Especially for you, @Rude Rudi ...

Reactions: Like 1


----------



## Paul33 (18/11/18)

Hooked said:


> *
> View attachment 151411
> *​
> *VAPE FUEL – MORNING GLORY*
> ...


Nice review @Hooked 

It’s amazing how subjective taste is when it comes to vaping. 

I love this stuff and probably go through 150ml per month of it. Easy. 

Each to their own I suppose. Keeps the world interesting.

Reactions: Like 5 | Agree 1


----------



## Max (23/11/18)

Ok - Some Feedback:

After some special requests to @Rude Rudi - a gracious batch of 0mg Icee Lychee was put together and eventually arrived just on 2 weeks ago. I cannot explain enough how grateful I am and how much I appreciate your efforts for putting this together - 

This is the only thread that I could find for this Icee Lychee Feedback.

You take a Lychee out of the fridge - peel it - then pop that coolness into your mouth and bite that Lychee and that Cool Lychee Flavour is exactly what you get when you Vape on this.

A Armour Pro Kit was won on an Instagram Competition hosted by @Vaporesso and the Tank was described to have a Mesh Coil included.

Having heard a lot about Mesh Coils - I decided to use this kit to commission my Icee Lychee. Only having 18650 batteries - the single 18650 battery Mod wasn’t driving the 0.18Ohm Mesh Coil all that well (I had played with the variable wattage for about a hour - don’t let that 5W fool you) - so my trusty Asmodus Minikin V2 180 VW Mod came to the party and managed the Mesh Coil perfectly.

@Vaporesso - The Cascade Baby Tank is absolutely Awesome - a real Top Quality Product - Thank You.

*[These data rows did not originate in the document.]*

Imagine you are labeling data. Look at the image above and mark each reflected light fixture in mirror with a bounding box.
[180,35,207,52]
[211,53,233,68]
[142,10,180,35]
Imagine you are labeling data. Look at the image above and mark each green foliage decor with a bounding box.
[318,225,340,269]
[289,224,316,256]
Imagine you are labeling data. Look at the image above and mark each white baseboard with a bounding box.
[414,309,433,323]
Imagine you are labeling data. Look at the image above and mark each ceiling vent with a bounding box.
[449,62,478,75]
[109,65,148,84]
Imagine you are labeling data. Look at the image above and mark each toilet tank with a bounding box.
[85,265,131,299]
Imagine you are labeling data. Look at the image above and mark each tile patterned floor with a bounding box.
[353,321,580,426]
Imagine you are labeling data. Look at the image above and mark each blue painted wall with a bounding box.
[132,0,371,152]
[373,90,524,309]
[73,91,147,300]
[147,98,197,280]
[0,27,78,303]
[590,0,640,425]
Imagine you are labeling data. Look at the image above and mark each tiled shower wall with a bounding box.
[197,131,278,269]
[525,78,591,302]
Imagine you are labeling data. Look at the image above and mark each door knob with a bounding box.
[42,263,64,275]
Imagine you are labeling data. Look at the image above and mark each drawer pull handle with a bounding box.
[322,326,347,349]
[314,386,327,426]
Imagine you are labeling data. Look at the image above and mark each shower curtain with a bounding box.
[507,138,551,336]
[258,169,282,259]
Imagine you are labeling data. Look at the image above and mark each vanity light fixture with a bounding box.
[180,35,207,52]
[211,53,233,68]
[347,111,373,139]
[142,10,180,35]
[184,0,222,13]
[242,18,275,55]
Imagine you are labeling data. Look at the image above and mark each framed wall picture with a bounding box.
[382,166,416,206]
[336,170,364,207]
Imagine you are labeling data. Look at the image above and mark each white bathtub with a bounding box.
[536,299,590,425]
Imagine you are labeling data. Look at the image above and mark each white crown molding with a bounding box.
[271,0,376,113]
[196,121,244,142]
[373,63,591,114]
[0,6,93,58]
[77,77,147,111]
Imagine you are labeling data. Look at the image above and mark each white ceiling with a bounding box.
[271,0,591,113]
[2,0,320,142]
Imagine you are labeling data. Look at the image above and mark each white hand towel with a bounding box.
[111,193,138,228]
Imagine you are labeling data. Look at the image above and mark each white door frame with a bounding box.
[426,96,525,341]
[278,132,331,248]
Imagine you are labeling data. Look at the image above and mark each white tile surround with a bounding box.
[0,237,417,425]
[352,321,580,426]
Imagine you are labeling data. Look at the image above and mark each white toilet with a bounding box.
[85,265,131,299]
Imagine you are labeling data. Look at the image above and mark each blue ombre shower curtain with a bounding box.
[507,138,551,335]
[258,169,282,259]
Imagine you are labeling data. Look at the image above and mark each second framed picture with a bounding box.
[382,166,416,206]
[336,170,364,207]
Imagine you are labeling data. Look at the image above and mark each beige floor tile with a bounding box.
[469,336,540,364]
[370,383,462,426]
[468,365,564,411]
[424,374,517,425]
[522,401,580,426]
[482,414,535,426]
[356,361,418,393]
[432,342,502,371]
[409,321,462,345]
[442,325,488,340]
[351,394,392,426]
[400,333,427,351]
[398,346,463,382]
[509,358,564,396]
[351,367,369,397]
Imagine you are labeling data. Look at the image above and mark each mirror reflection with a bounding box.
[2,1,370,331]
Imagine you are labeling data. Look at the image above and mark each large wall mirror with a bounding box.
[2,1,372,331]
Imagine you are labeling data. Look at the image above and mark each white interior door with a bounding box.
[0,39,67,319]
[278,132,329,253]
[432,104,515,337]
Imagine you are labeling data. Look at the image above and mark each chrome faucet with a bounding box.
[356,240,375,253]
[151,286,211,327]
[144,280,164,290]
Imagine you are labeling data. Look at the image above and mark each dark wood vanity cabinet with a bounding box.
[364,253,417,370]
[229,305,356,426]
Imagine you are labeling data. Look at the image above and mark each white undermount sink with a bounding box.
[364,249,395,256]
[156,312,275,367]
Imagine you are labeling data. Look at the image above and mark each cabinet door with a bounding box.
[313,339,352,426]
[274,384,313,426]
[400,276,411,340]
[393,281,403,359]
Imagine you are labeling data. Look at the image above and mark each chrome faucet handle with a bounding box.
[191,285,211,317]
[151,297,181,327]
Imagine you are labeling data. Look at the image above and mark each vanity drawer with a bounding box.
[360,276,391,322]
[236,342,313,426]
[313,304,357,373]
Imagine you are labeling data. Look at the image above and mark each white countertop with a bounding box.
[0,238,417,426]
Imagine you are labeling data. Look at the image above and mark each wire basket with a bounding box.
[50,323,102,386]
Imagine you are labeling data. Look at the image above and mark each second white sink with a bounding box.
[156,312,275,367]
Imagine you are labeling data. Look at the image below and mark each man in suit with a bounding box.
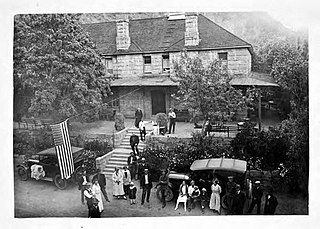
[77,170,89,204]
[130,134,139,156]
[247,181,263,215]
[92,169,110,202]
[264,189,278,215]
[231,184,246,215]
[127,152,137,179]
[140,169,152,205]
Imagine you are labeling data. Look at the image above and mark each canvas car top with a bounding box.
[190,158,247,173]
[37,146,83,156]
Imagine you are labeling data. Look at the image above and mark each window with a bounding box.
[162,54,170,73]
[218,52,228,60]
[143,56,152,73]
[104,58,113,74]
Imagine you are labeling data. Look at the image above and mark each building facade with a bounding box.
[83,14,252,119]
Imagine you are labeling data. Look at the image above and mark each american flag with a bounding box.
[51,120,74,179]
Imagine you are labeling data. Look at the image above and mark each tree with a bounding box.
[13,14,110,121]
[173,56,246,123]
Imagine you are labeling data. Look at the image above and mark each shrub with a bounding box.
[156,113,168,131]
[84,139,112,157]
[144,133,231,180]
[114,113,125,131]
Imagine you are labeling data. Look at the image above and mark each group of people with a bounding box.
[112,156,152,205]
[134,108,177,136]
[174,179,221,214]
[78,170,110,218]
[175,176,278,215]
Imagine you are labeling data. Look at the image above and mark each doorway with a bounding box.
[151,90,166,115]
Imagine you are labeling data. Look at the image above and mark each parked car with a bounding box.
[17,147,84,189]
[157,158,252,208]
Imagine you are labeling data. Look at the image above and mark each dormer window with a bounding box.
[162,54,170,73]
[143,56,152,73]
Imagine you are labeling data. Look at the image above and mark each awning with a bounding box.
[190,158,247,173]
[111,77,179,87]
[230,72,279,87]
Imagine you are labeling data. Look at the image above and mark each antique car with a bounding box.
[17,146,84,189]
[157,158,252,208]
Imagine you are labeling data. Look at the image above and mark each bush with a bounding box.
[144,133,231,180]
[114,113,125,131]
[84,139,112,157]
[156,113,168,131]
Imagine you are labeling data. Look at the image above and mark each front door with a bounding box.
[151,91,166,115]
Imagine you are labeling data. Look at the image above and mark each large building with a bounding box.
[84,14,252,118]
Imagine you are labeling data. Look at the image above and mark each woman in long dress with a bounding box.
[174,181,188,211]
[209,179,221,214]
[112,168,127,199]
[92,179,104,212]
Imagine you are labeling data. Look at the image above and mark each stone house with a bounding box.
[83,14,252,119]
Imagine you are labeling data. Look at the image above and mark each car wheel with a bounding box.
[53,174,67,189]
[157,187,173,202]
[221,195,229,210]
[18,167,29,181]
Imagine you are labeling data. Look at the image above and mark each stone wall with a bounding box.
[105,48,251,78]
[119,87,176,119]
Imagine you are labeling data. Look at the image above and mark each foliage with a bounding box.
[84,139,112,157]
[144,133,230,177]
[13,14,110,119]
[173,56,246,120]
[114,113,125,131]
[156,113,168,130]
[231,123,289,170]
[281,110,309,195]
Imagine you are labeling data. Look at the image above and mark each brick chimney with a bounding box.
[116,19,131,50]
[184,14,200,46]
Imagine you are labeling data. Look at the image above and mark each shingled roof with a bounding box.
[83,14,251,55]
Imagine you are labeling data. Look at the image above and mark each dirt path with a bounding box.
[14,173,224,218]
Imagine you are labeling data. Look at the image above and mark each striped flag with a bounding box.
[51,119,74,179]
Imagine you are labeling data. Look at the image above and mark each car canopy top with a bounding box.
[37,146,83,156]
[190,158,247,174]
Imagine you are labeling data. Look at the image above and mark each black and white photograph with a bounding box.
[2,1,319,228]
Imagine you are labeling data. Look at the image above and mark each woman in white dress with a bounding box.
[209,179,221,214]
[92,179,104,212]
[174,181,188,211]
[112,168,127,199]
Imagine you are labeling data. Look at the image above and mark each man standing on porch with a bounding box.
[134,107,143,128]
[168,108,177,134]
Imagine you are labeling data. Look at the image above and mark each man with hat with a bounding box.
[231,184,246,215]
[247,180,263,215]
[127,152,137,179]
[264,189,278,215]
[138,157,149,179]
[140,168,152,205]
[83,182,94,218]
[226,176,236,214]
[155,169,170,208]
[92,169,110,202]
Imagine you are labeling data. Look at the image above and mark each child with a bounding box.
[129,181,137,205]
[200,188,209,214]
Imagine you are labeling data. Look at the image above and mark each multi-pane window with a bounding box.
[143,56,152,73]
[218,52,228,60]
[162,54,170,73]
[104,58,113,74]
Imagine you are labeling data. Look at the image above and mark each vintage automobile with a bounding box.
[17,146,84,189]
[157,158,252,208]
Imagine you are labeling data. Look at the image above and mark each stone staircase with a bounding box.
[103,127,151,176]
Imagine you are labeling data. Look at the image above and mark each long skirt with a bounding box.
[209,192,220,212]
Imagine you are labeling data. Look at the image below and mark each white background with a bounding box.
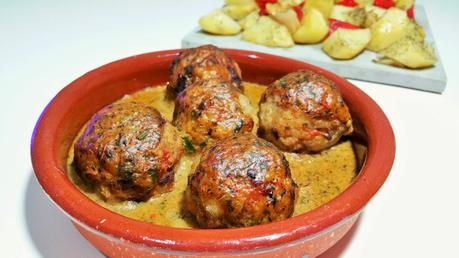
[0,0,459,258]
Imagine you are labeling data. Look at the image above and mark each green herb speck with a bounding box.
[137,131,148,141]
[151,167,158,183]
[182,136,196,154]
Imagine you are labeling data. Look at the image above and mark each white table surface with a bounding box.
[0,0,459,258]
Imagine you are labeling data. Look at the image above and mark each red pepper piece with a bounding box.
[292,6,304,21]
[256,0,277,15]
[338,0,358,7]
[373,0,395,9]
[298,1,306,8]
[406,5,414,18]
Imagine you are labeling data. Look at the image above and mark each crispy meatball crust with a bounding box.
[184,134,298,228]
[173,79,258,146]
[258,71,353,152]
[167,45,242,97]
[74,102,183,201]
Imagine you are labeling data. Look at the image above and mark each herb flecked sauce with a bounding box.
[67,83,357,228]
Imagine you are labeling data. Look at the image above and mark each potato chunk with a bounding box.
[303,0,335,19]
[322,28,371,59]
[222,2,258,21]
[367,8,409,52]
[375,35,437,69]
[239,11,260,30]
[363,6,386,28]
[199,9,241,35]
[330,5,366,26]
[241,16,294,47]
[293,8,328,44]
[268,8,301,33]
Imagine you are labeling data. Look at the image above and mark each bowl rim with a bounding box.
[31,49,395,251]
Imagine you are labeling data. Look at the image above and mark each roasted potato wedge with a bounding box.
[222,2,258,21]
[330,5,366,26]
[363,6,386,28]
[268,8,301,34]
[303,0,334,19]
[199,9,241,35]
[239,11,260,30]
[322,28,371,60]
[225,0,256,5]
[395,0,414,10]
[293,8,328,44]
[406,21,426,42]
[367,8,409,52]
[241,16,295,47]
[375,35,437,69]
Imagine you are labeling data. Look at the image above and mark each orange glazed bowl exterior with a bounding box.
[31,49,395,257]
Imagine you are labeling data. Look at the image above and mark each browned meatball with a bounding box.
[174,79,258,146]
[167,45,241,96]
[258,71,353,152]
[184,134,297,228]
[74,102,183,201]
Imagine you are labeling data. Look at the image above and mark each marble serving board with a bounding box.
[182,5,447,93]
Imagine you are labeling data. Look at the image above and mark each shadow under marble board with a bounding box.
[182,5,447,93]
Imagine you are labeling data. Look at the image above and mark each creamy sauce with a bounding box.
[68,83,357,228]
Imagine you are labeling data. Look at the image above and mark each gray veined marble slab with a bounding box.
[182,5,447,93]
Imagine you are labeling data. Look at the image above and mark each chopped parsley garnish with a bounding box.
[182,136,196,154]
[147,167,158,183]
[137,131,148,141]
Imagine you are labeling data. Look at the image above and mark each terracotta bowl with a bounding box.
[31,47,395,257]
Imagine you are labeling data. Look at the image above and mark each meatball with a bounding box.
[258,71,353,152]
[184,133,298,228]
[167,45,241,96]
[173,79,258,146]
[74,102,184,201]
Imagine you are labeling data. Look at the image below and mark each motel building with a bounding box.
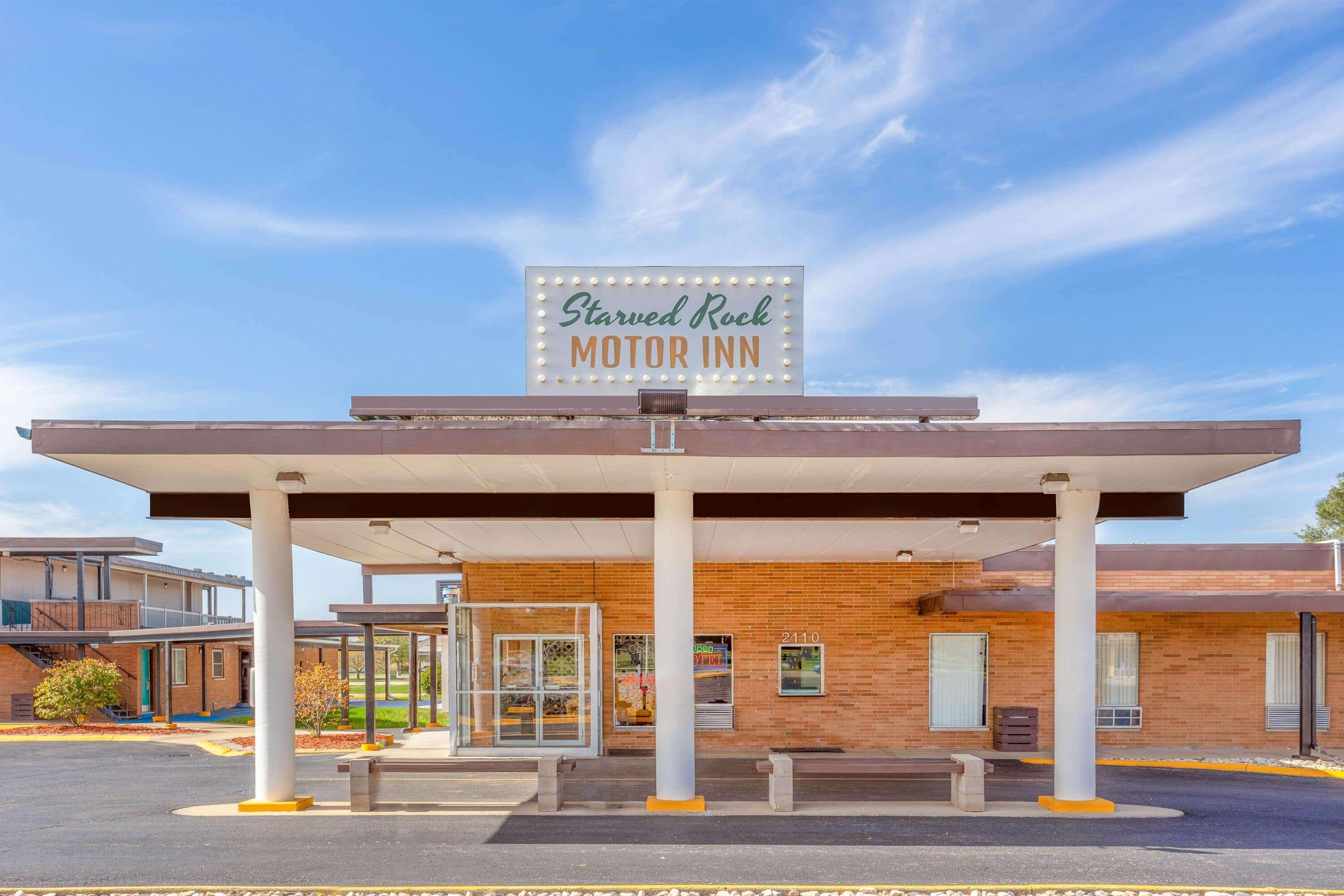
[18,267,1344,811]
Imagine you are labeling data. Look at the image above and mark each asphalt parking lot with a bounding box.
[0,743,1344,889]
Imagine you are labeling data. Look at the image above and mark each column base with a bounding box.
[644,797,704,811]
[1036,797,1116,813]
[238,797,313,811]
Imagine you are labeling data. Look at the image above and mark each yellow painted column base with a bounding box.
[238,797,313,811]
[644,797,704,811]
[1036,797,1116,813]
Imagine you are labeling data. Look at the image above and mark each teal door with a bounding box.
[140,647,152,712]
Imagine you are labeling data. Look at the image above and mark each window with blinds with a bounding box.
[1265,631,1325,706]
[1097,631,1142,728]
[929,634,989,728]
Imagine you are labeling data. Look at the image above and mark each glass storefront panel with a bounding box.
[452,603,595,748]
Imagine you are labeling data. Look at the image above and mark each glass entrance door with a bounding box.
[495,634,583,747]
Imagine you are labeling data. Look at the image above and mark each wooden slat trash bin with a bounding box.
[9,693,38,721]
[995,706,1040,752]
[336,756,578,811]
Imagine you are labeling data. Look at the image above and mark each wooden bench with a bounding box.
[757,752,995,811]
[336,756,578,811]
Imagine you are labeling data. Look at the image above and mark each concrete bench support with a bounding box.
[770,752,793,811]
[536,756,564,811]
[952,752,985,811]
[349,759,379,811]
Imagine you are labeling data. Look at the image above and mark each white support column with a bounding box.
[648,491,704,810]
[239,491,312,811]
[1040,489,1116,811]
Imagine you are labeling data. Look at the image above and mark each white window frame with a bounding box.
[927,631,991,731]
[774,641,827,697]
[1093,631,1144,731]
[612,631,738,731]
[169,647,187,688]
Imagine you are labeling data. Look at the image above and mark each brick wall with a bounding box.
[466,563,1344,748]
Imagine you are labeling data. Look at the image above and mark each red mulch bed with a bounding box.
[230,731,364,750]
[0,725,206,736]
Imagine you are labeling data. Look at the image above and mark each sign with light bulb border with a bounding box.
[523,265,804,396]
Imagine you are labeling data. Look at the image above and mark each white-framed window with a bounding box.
[612,634,732,729]
[1265,631,1325,709]
[929,634,989,731]
[1097,631,1142,728]
[780,643,827,697]
[172,647,187,685]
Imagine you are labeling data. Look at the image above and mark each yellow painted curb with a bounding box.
[644,797,704,811]
[1036,794,1116,814]
[238,797,313,811]
[1019,759,1344,779]
[0,735,155,743]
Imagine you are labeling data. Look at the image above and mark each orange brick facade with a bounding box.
[466,563,1344,748]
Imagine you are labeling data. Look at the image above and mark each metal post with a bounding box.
[1297,612,1316,758]
[339,635,349,731]
[406,631,419,732]
[429,634,438,728]
[364,625,378,750]
[159,641,177,728]
[75,551,85,659]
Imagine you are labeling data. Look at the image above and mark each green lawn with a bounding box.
[219,706,430,731]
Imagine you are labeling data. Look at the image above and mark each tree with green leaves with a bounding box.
[1297,473,1344,541]
[32,657,121,727]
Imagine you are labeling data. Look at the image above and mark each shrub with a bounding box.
[294,663,349,736]
[32,657,121,725]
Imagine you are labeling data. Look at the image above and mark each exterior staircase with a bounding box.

So to your eLiquid @Rude Rudi 

I - Incredible
C - Clouds
E - Exceptional
E - Exact

L - Luxurious
Y - Yodel
C - Constant
H - Happiest
E - Exciting
E - Exemplary

Seriously - That flavour of Lychee/Lichee that everyone is so familiar with is exactly what you taste when you Vape this eLiquid.

I really do recommend that any one reading this feedback should actually organise themselves a bottle of this - you will not be disappointed.

Thank You so much @Rude Rudi for all your efforts and support regarding this 0mg mix.

@Chanelr @Resistance @Vapessa @RainstormZA @Vaporesso

Reactions: Like 1 | Winner 2


----------



## Silver (24/11/18)

Thanks for this feedback @Max 
I have copied your post to this Review Thread on Vape Fuel - if you dont mind
Have left your original post where it was as well

Reactions: Like 2 | Winner 1


----------



## MrGSmokeFree (24/11/18)

Max said:


> Ok - Some Feedback:
> 
> After some special requests to @Rude Rudi - a gracious batch of 0mg Icee Lychee was put together and eventually arrived just on 2 weeks ago. I cannot explain enough how grateful I am and how much I appreciate your efforts for putting this together -
> 
> ...


@Max this was not just feedback this was a *AWESOME* review. Now I want some Icee Lychee and a new mod with Mesh Coils.

Reactions: Like 1 | Winner 1


----------



## Max (24/11/18)

Hi @MrGSmokeFree - Thank You for your brilliant comment above - greatly appreciated - if you can - do what you must to put a Kit together like that - right now I’m trying to source those specific Mesh Coils for that Cascade Baby Tank.

Found and Ordered @Sir Vape

Reactions: Winner 1


----------